Die Siedlung "Blumläger Feld" in Celle aus den Jahren 1930/31 bildet den Abschluß der Entwicklungsreihe der Siedlungsbauten Haeslers in Celle. Gebaut in der wirtschaftlich schwierigen Zeit nach der Weltwirtschaftskrise wurde sie schon damals in allen wichtigen Fachzeitschriften vorgestellt. Denn Haesler war es gelungen, durch Rationalität in der Bauweise und in den Grundrissen preiswerte Wohnungen - die billigsten Sozialwohnungen in der Weimarer Republik - zu bauen, die für damalige Verhältnisse einen hohen Wohnkomfort für breite Kreise schufen. Deutlich wird dabei das soziale Engagement, das die Bauten Haeslers prägte. 

Natürlich wurden im Laufe der Zeit Änderungen notwendig. Die Funktion der ursprünglichen Gemeinschaftsanlagen für Baden/Duschen/Wäsche wurden inzwischen beispielsweise in die Wohnungen integriert. Unter wirtschaftlichen Gesichtspunkten sieht der Eigentümer, die städtische Wohnungsbau GmbH,  aber einen dringenden weiteren Handlungsbedarf. Argumente sind dabei die zu hohen Unterhaltungskosten und Probleme bei der Vermietbarkeit der kleinen (34 bis rund 53 Quadratmeter) Wohnungen. 

Modell der geplanten Umgestaltung 
Holz-Modell der Siedlung Blumläger Feld im Haesler-Dokumen tationszentrum Celle mit aktuellen Erläuterungen.       Grafik: ohi 

Sie hat deshalb den Architekten Ivan Kozjak mit den Planungen für eine Sanierung beauftragt. Dabei geht es um das Zentrum der Siedlung, das zwischen den Straßen Galgenberg und Weißes Feld liegt. Es besteht aus zwei über 200 Meter langen, zweistöckigen Hauszeilen, einem streng nach Süden ausgerichteten Flügel, der ursprünglich für Lungenkranke gedacht war, und einer weiteren halben Häuserzeile. Im Mai 1998 wurden die Planungen als fertiges Konzept der Presse vorgestellt. 

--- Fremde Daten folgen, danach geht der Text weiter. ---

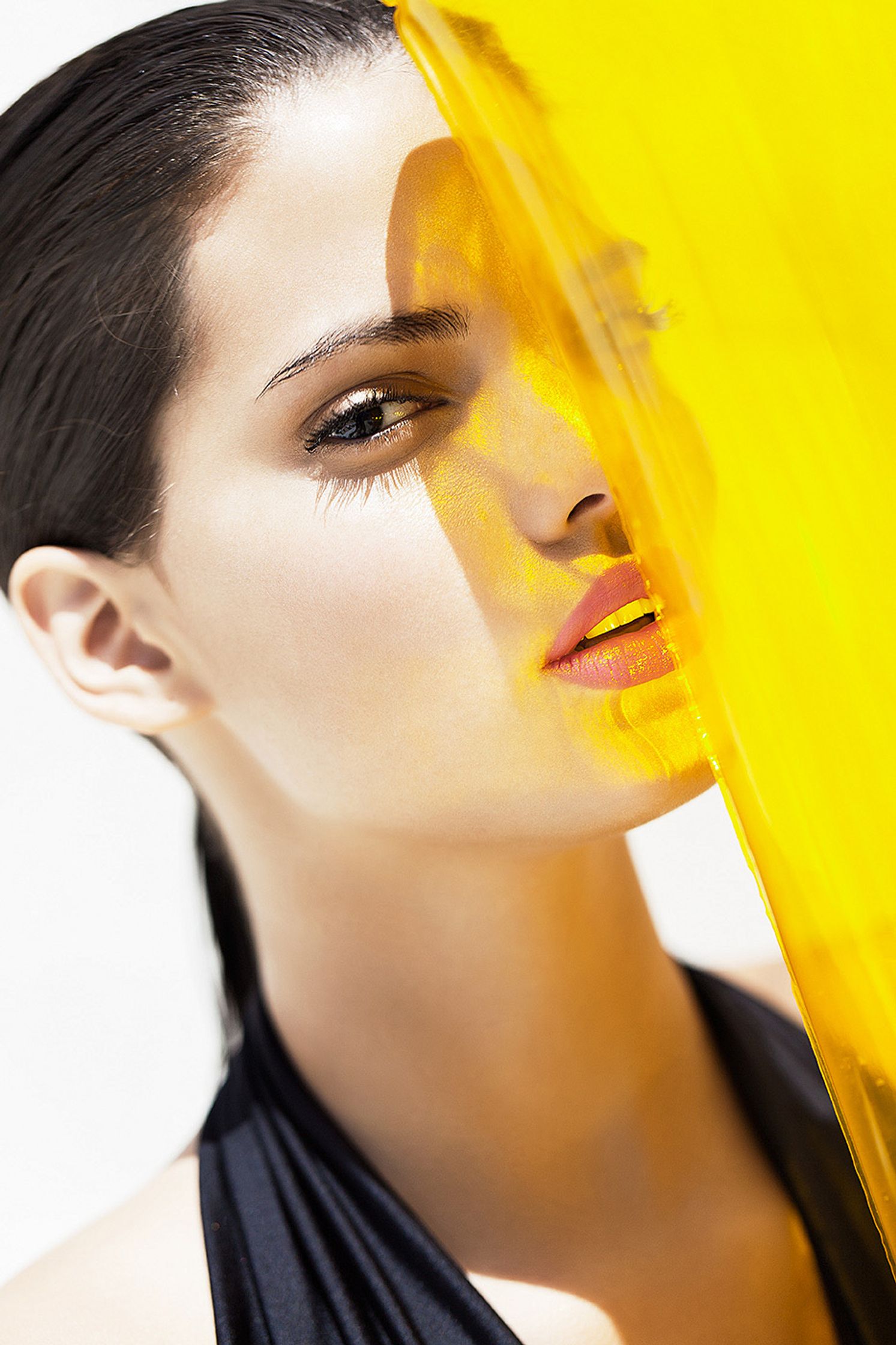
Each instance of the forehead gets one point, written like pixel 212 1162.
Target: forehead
pixel 355 204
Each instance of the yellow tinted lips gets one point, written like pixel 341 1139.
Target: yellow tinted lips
pixel 630 612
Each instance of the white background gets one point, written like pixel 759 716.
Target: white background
pixel 109 1035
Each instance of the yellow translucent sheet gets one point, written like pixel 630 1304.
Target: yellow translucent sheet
pixel 738 165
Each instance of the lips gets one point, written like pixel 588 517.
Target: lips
pixel 620 584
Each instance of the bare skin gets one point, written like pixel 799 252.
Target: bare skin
pixel 429 829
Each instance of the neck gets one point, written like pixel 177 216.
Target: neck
pixel 499 1030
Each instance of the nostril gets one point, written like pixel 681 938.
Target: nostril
pixel 588 502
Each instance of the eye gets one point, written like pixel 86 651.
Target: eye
pixel 368 415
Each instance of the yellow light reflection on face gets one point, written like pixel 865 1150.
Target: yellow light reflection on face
pixel 527 427
pixel 750 150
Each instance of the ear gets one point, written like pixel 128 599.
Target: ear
pixel 89 619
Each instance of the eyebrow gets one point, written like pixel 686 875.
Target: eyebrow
pixel 403 328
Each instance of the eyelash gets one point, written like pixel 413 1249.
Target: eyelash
pixel 403 474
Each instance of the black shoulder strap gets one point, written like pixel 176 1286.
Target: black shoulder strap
pixel 777 1079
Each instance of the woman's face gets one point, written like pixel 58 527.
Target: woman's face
pixel 368 592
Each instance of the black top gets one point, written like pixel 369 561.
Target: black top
pixel 308 1245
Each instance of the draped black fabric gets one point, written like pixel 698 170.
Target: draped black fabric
pixel 308 1245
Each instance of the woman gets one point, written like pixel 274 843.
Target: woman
pixel 295 485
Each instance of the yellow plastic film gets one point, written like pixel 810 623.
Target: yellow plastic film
pixel 702 198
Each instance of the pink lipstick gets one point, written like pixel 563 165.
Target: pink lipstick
pixel 612 638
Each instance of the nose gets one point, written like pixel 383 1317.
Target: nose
pixel 547 519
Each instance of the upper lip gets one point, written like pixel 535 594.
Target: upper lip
pixel 620 584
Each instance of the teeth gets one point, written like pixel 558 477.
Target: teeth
pixel 630 612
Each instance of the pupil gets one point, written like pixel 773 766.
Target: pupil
pixel 363 423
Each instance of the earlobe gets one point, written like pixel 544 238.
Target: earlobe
pixel 77 609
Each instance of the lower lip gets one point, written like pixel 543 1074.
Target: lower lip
pixel 620 660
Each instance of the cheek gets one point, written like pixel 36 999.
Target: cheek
pixel 339 643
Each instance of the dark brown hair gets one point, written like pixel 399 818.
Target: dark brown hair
pixel 103 167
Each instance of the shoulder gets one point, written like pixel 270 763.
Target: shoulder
pixel 134 1277
pixel 766 981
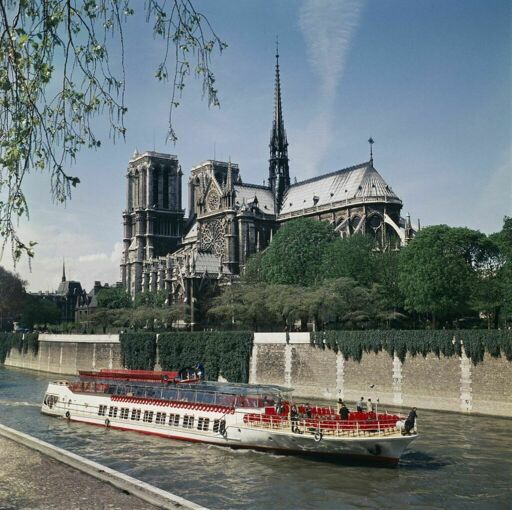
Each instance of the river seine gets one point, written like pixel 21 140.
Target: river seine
pixel 459 461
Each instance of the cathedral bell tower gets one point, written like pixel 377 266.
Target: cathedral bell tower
pixel 279 172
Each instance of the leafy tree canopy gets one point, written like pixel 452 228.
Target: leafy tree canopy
pixel 351 257
pixel 295 254
pixel 438 269
pixel 61 65
pixel 113 298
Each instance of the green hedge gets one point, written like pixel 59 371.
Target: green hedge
pixel 222 353
pixel 352 344
pixel 138 350
pixel 22 342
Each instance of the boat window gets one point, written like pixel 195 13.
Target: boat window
pixel 148 416
pixel 203 423
pixel 174 419
pixel 188 422
pixel 51 400
pixel 160 418
pixel 170 393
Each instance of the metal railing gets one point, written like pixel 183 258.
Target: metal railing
pixel 348 428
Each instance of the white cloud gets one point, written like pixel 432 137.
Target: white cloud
pixel 86 259
pixel 327 27
pixel 495 200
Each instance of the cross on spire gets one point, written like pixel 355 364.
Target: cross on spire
pixel 279 174
pixel 371 141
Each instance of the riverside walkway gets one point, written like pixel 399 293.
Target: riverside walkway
pixel 32 478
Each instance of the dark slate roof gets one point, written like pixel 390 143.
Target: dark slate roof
pixel 352 183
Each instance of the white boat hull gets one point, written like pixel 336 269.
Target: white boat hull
pixel 84 407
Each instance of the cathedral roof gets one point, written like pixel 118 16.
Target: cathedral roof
pixel 355 184
pixel 247 192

Auch die kurz zuvor gegründete "otto haesler initiative", die sich eigentlich zunächst mit Fragen des Rückbaues der Altstädter Schule beschäftigen wollte, wurde durch diese nun erstmals öffentlich bekannt gewordenen Pläne überrascht. Die Tatsache, daß die Wohnungen an heutige Anforderungen angepaßt werden sollen, ist durchaus zu begrüßen, wenn dies auf die Bedürfnisse der Mieter eingeht. Die Planungen sehen aber auch gravierende Eingriffe in die äußere Gestalt vor - durch Aufstockungen und Anbauten geht die Denkmaleigenschaft der Siedlung verloren. 
 

Wegen der hohen Bedeutung des Baudenkmals fordert die "otto haesler initiative", weitere Architekten einzuschalten, um Möglichkeiten zu erörtern, schonender mit der Bausubstanz umzugehen. Als Mitglied der Initiative hat Sid Auffarth einen Gegenentwurf erarbeitet, der zur Zeit dem Niedersächsischen Ministerium für Wissenschaft und Kultur vorliegt. Auch wenn man in Hannover den Zielen der Initiative positiv gegenüber stand, konnte man die Pläne der WBG nicht verhindern. Diese begann im März 2000 mit den Bauarbeiten beginnen.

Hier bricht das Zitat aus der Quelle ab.